La collezione della famiglia Stoclet fu acquisita tramite aste e antiquari, compresa una collezione d'arte antica cinese. Il mercato internazionale ai quei tempi, prima della seconda guerra mondiale, era tale che i pezzi d'arte venivano acquistati privi di documenti di provenienza. I vasi in bronzo provenivano da Anyang e gli oggetti in bronzo intarsiato con oro o argento da Jincun (nella provincia di Henan). Si sospetta che gli studiosi stranieri, soprattutto i più determinati che hanno cercato di stabilire l’esatta provenienza di questi oggetti, tra i quali il vescovo Bianco di Luoyang e l’archeologo giapponese Umehara Sueji, furono a volte deliberatamente fuorviati dai loro fornitori. 

Lasciando in eredità la collezione ai loro figli, gli Stoclet ne fecero un destino di dispersione quasi inevitabile.

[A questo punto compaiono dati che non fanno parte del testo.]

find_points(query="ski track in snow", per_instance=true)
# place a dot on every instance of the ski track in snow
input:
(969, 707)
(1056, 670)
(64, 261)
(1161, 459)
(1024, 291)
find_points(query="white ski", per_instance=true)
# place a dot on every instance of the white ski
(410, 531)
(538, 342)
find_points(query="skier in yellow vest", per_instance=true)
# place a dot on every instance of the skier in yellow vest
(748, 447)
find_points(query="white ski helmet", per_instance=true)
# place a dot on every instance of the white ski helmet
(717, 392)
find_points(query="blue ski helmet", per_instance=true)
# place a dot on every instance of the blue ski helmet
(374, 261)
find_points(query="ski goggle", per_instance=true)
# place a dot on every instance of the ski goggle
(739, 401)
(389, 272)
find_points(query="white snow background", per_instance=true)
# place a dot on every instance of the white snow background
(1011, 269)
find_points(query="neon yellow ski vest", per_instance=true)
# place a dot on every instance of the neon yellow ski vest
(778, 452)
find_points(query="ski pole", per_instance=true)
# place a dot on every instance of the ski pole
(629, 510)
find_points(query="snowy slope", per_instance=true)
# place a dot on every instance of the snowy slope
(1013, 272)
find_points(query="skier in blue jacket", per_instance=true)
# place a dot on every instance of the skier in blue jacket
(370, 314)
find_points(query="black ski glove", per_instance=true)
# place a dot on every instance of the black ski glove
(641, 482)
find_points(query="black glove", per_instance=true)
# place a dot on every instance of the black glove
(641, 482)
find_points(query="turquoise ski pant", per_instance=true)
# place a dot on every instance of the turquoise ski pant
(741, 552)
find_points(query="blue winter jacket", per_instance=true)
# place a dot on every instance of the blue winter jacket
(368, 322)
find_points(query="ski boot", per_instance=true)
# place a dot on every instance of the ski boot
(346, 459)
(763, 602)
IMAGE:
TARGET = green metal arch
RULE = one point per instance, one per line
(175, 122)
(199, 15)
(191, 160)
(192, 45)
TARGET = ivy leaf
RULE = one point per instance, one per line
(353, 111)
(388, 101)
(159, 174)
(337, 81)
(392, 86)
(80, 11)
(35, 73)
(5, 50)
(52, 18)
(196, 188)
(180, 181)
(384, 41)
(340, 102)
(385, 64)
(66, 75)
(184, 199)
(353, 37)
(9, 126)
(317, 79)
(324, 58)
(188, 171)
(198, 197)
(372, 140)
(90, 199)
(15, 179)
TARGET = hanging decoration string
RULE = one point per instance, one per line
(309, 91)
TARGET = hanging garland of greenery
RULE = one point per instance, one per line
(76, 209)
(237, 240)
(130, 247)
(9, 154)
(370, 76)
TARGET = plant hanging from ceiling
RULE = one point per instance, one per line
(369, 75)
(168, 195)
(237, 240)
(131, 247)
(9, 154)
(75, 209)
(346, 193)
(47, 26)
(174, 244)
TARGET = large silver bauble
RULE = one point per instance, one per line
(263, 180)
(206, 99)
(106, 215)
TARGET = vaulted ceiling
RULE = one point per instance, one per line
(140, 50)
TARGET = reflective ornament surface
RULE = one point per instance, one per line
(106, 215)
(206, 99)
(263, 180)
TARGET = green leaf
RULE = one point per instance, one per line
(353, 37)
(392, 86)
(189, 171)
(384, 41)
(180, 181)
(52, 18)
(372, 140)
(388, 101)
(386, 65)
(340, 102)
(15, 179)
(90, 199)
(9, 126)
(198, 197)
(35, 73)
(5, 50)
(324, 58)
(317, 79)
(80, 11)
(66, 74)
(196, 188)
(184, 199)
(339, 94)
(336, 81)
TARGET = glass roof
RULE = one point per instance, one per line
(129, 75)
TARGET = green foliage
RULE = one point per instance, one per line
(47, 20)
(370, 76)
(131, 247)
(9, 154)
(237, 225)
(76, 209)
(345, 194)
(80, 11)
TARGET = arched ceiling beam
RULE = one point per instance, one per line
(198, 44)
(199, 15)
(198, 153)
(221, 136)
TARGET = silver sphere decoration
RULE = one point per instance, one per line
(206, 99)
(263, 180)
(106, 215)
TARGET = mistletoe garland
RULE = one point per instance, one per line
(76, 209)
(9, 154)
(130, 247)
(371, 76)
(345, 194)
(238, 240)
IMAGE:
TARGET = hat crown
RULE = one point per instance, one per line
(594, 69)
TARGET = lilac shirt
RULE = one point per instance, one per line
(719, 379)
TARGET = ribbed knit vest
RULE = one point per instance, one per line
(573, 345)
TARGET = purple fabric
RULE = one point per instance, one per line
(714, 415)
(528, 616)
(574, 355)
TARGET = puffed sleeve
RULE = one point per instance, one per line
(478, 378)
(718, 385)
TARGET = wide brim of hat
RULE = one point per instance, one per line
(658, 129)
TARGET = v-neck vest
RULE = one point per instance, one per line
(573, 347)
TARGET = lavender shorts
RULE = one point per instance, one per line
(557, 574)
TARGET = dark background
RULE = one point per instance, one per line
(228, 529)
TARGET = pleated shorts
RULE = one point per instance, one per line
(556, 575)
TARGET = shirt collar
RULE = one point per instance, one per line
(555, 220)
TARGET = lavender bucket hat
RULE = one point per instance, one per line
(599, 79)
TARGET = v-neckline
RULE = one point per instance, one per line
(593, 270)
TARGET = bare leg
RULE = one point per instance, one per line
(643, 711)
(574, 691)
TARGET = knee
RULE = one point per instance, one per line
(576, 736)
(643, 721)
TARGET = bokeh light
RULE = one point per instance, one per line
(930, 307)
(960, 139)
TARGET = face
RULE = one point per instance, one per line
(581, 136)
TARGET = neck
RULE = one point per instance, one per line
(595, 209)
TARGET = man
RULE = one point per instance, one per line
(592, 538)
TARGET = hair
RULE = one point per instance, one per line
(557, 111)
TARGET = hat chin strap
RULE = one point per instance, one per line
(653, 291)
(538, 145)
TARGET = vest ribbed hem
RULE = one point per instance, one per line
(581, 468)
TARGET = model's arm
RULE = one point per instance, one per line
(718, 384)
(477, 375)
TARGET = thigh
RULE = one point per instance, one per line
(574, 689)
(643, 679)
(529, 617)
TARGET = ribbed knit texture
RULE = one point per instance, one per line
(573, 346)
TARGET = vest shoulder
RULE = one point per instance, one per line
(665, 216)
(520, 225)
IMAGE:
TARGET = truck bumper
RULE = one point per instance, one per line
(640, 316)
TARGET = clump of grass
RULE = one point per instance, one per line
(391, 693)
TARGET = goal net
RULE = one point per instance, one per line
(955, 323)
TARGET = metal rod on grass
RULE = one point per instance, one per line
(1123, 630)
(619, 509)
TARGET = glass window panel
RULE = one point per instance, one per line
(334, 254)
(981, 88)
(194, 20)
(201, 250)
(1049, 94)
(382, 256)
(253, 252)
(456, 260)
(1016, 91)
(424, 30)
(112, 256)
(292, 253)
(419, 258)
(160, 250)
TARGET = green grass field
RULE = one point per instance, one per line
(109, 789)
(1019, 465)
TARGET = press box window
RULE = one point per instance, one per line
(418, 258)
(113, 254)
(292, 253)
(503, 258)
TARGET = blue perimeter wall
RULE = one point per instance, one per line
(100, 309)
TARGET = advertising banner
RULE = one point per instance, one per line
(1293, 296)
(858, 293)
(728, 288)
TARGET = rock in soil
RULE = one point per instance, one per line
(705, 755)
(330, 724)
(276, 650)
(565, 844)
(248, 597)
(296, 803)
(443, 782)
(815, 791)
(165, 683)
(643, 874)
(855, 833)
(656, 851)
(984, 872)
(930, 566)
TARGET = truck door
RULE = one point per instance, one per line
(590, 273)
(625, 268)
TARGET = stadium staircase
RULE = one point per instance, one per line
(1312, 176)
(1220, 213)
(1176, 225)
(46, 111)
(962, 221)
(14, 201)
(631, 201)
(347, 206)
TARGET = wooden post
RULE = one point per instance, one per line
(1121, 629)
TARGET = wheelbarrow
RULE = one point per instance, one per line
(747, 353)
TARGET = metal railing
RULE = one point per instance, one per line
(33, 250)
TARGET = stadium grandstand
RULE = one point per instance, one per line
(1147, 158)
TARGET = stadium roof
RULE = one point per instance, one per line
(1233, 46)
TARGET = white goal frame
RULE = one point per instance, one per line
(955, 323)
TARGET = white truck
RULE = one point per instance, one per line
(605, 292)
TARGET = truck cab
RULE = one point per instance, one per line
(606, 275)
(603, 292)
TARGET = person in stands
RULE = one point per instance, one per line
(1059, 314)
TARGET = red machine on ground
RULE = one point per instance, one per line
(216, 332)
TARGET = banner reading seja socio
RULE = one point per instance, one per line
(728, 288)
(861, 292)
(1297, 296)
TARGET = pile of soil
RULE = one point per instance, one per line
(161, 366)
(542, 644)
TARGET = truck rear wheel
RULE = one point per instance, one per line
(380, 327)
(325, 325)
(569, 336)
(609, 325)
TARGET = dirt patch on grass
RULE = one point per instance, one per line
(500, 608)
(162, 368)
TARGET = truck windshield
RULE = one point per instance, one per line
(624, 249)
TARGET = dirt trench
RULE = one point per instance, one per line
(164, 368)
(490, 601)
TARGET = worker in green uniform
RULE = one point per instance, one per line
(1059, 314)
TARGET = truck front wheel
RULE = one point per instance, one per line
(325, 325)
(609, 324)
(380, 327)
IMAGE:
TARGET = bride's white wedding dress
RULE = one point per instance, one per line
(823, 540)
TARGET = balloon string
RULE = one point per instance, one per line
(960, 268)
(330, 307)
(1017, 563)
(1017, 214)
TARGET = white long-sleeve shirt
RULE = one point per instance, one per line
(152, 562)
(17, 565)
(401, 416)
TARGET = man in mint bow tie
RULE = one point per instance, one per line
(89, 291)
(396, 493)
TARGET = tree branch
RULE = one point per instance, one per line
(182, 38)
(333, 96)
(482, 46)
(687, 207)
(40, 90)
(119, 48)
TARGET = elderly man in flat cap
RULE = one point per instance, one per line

Può darsi che fosse questa tuttavia la loro intenzione. Difficilmente può essere considerata una coincidenza il fatto che durante i loro anni di formazione a Parigi gli Stoclet annoverassero tra i loro amici più stretti Edmond de Goncourt. Fu lui che per primo disse che “la dispersione di una raccolta è il modo più appropriato per dare a una nuova generazione di amanti dell’arte, l’opportunità di sperimentare la gioia del collezionismo”. La procedura di classificazione dei mobili nel contenuto nella collezione artistica del Palazzo Stoclet è stata infine completata nel novembre 2006.